Stef słuchała tego z konsternacją.

– Mówiłeś już o tym, tato. Nie bardzo wiem, kogo winisz.

– Twój ojciec zawsze było agnostykiem – powiedziała Angelia. – Zatem nie wini Boga.

– Nie, nie Boga. Ale jest to, mimo wszystko, cholerny zbieg okoliczności, że znajdujemy te rzeczy, kiedy są nam najbardziej potrzebne…

Szmery wokół nich cichły i nagle Stef zrozumiała, że odliczanie dobiega końca. „I-One” był już niemal gotowy do startu. Raz jeszcze spojrzała na Lexa McGregora leżącego na plecach, pozornie rozluźnionego.

Do bunkra wtargnęło ostre światło.

Stef wyjrzała przez okno. Źródło światła znajdowało się u podstawy statku niby kropelka merkuriańskiego blasku słonecznego. Gdy tak patrzyła, ów lśniący punkcik wolno oderwał się od ziemi.

Wnętrze bunkra rozbrzmiało gromkimi okrzykami radości.
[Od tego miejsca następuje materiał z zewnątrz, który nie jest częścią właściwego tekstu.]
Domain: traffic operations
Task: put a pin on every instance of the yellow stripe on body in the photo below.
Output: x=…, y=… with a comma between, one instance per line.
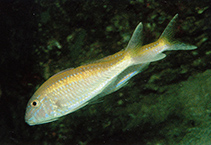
x=74, y=87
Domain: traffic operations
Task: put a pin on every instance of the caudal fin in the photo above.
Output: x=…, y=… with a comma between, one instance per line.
x=168, y=37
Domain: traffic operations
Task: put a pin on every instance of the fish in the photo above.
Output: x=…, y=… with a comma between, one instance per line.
x=74, y=88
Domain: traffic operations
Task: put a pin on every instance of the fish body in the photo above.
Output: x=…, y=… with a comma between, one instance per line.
x=71, y=89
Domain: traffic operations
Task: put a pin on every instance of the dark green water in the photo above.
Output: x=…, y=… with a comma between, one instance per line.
x=168, y=103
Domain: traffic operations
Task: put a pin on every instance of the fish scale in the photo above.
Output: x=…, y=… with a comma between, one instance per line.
x=71, y=89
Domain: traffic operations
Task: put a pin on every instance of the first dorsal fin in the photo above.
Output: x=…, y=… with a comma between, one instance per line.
x=137, y=38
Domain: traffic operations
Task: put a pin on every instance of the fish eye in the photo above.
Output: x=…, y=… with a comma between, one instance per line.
x=34, y=103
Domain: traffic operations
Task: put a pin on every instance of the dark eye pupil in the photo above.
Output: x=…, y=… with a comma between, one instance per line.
x=34, y=103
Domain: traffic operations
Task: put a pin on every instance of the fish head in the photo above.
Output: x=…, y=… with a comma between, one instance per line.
x=40, y=110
– Patrz, Stef, odlatuje! – Ojciec ujął jej dłoń. – To będzie próbny lot na orbitę Jowisza ze stałym przyspieszeniem 1 g. Jeśli wszystko wypali, ten piekielny silnik będzie widoczny przez całą drogę jak ciemniejąca gwiazda. Na twoich oczach tworzy się historia, skarbie. Kto wie, może to w końcu zjednoczy ludzkość. Albo doprowadzi do potwornego konfliktu z Chińczykami, którzy nie mają dostępu do tej cudownej technologii. W każdym razie na tym stosie spłoną moje własne ambicje.

Angelia położyła mu dłoń na ramieniu w geście pocieszenia.

Stef praktycznie nie zwróciła na to uwagi. Wpatrując się we wznoszący się ogień, zadawała sobie tylko jedno pytanie. Ziarna. Jak działają?